It's time for Albertans to breathe a sigh of relief.
The worst of the oil price collapse may finally be behind them, ATB Financial (ATB) said Wednesday.
The company expects oil prices to average around $45 for the rest of the year before they climb to anywhere between $50 and $55 per barrel in 2017.
It also said drilling "may begin to pick up and some deferred projects may being to trickle back into sight" after the interruption caused by the Fort McMurray wildfire over the summer.
ATB added that investment in conventional oil and gas is likely to increase by about five to 10 per cent next year, "but that is starting from a greatly-reduced base."
But these projections don't necessarily account for what could happen when the Organization of Petroleum-Exporting Countries (OPEC), which controls much of the world's production, meets in Vienna later this month.
OPEC is working on a deal to cut production from 33.2 million barrels per day to anywhere between 32.5 and 33 million barrels per day.
But there's no certainty that OPEC can finalize an agreement.

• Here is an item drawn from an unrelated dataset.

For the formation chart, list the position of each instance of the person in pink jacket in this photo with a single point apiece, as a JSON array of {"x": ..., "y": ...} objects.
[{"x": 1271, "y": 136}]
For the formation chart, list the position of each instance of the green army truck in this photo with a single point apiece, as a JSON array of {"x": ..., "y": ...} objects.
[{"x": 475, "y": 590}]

Iraq is seeking an exemption from the production limit so that it can keep funding its war with ISIS, for example.
If OPEC can't make a deal, then oil prices could drop to the low-$40 per barrel range, according to Goldman Sachs.

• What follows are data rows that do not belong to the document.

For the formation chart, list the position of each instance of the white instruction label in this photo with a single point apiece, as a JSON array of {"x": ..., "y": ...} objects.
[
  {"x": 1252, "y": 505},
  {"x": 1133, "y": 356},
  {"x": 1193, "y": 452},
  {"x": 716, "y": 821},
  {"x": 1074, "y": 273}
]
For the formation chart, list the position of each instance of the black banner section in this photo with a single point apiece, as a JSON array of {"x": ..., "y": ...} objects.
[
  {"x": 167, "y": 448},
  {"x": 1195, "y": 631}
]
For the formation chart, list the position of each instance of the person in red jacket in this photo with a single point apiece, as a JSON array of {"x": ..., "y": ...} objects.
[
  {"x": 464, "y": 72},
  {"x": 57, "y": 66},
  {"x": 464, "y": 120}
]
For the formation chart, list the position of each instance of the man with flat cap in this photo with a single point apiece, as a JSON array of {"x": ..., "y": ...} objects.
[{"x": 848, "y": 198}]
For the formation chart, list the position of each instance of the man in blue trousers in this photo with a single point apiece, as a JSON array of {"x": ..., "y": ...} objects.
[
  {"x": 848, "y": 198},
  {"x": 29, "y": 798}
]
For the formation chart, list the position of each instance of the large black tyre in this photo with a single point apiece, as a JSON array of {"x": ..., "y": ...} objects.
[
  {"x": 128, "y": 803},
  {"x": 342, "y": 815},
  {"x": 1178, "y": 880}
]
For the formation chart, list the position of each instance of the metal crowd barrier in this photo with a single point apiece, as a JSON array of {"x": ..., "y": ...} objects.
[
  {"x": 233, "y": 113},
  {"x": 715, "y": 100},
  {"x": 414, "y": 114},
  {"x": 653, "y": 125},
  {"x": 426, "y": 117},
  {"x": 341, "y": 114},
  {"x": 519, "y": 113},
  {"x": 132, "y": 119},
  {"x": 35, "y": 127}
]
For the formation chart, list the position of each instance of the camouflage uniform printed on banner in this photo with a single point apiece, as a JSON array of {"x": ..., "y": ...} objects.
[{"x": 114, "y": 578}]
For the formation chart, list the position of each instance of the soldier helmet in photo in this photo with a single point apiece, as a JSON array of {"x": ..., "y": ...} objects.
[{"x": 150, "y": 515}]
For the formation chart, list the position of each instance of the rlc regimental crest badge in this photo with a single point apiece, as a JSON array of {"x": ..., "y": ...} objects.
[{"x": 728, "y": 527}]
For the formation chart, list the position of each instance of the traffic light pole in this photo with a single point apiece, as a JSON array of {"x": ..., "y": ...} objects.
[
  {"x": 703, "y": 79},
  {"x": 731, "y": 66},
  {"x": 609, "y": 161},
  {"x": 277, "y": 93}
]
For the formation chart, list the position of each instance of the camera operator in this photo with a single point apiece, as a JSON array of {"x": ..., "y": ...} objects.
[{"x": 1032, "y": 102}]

Nevertheless, Alberta can still count on its agriculture sector. The province's three major crops are expected to exceed their average yields over the past two decades.
Barley, for example, is set to yield 4,000 kg per hectare, compared to an average of less than 3,300 kg.

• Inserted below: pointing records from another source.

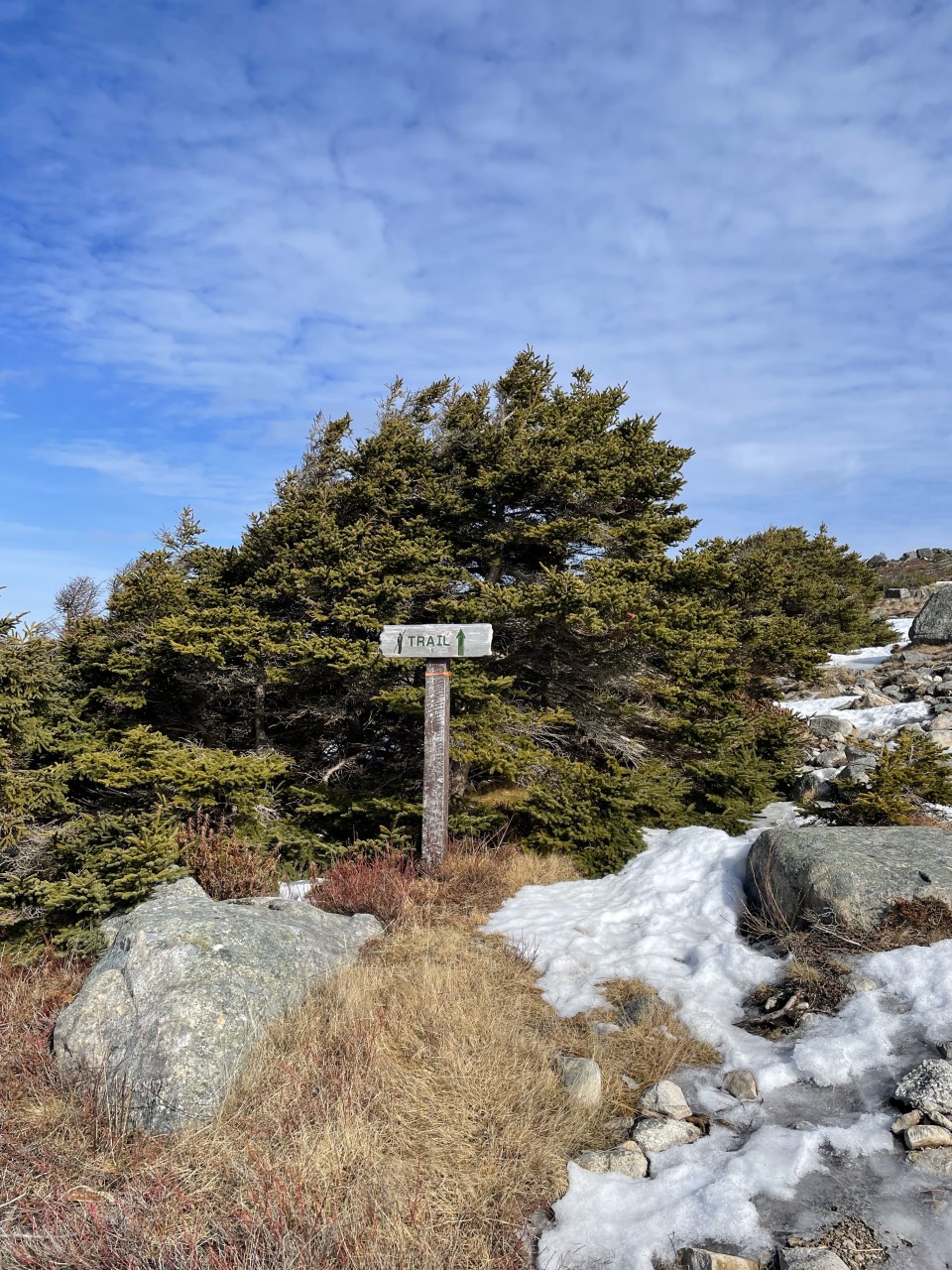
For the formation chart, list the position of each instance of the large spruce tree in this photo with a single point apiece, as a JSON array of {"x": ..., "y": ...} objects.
[{"x": 630, "y": 684}]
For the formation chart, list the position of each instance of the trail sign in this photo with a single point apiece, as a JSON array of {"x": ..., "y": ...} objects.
[
  {"x": 438, "y": 643},
  {"x": 438, "y": 639}
]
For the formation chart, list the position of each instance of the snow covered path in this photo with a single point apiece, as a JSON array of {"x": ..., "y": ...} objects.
[
  {"x": 669, "y": 919},
  {"x": 817, "y": 1144}
]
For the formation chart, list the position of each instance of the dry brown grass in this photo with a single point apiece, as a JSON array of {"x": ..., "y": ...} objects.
[{"x": 407, "y": 1118}]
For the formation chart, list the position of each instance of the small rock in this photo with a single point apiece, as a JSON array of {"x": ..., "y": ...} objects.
[
  {"x": 810, "y": 1259},
  {"x": 581, "y": 1079},
  {"x": 634, "y": 1010},
  {"x": 654, "y": 1135},
  {"x": 919, "y": 1135},
  {"x": 933, "y": 1160},
  {"x": 701, "y": 1259},
  {"x": 928, "y": 1086},
  {"x": 858, "y": 774},
  {"x": 666, "y": 1097},
  {"x": 619, "y": 1127},
  {"x": 816, "y": 784},
  {"x": 870, "y": 699},
  {"x": 862, "y": 983},
  {"x": 905, "y": 1121},
  {"x": 742, "y": 1084},
  {"x": 629, "y": 1160},
  {"x": 829, "y": 726},
  {"x": 829, "y": 758}
]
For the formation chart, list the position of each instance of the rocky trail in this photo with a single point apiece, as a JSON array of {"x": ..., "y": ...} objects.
[{"x": 829, "y": 1144}]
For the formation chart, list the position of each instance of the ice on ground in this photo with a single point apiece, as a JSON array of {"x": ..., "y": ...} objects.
[
  {"x": 873, "y": 721},
  {"x": 669, "y": 919},
  {"x": 809, "y": 706},
  {"x": 867, "y": 658},
  {"x": 699, "y": 1194}
]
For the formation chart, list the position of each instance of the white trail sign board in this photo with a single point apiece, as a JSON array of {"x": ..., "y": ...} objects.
[{"x": 438, "y": 639}]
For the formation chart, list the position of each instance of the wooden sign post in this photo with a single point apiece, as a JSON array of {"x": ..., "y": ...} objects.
[{"x": 438, "y": 644}]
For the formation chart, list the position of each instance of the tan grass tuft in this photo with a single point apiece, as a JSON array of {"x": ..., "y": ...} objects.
[{"x": 408, "y": 1116}]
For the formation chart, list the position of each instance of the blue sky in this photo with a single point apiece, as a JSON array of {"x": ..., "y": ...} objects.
[{"x": 221, "y": 216}]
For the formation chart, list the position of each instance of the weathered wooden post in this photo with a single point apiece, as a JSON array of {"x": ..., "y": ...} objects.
[
  {"x": 435, "y": 760},
  {"x": 438, "y": 644}
]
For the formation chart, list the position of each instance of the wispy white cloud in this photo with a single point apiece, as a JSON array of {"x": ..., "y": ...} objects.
[
  {"x": 148, "y": 472},
  {"x": 259, "y": 211}
]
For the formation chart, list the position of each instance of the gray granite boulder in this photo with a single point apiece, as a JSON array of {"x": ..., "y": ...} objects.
[
  {"x": 933, "y": 622},
  {"x": 928, "y": 1087},
  {"x": 846, "y": 875},
  {"x": 169, "y": 1015}
]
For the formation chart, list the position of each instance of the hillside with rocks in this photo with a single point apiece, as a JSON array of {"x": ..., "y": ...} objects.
[
  {"x": 825, "y": 1137},
  {"x": 814, "y": 957},
  {"x": 687, "y": 947}
]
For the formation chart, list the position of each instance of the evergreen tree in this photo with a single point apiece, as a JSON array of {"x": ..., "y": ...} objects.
[{"x": 797, "y": 597}]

Cattle prices have also remained high, despite sliding over the summer. They were just over $135 per hundredweight in August, down from a record high of $200.
That's still above the 10-year average of $106.
Alberta's forestry industry has also seen a bump from a low Canadian dollar — but the sector could face difficulties as a softwood lumber agreement to the United States has expired.
So far, Canada hasn't been able to strike a new deal with its southern neighbour.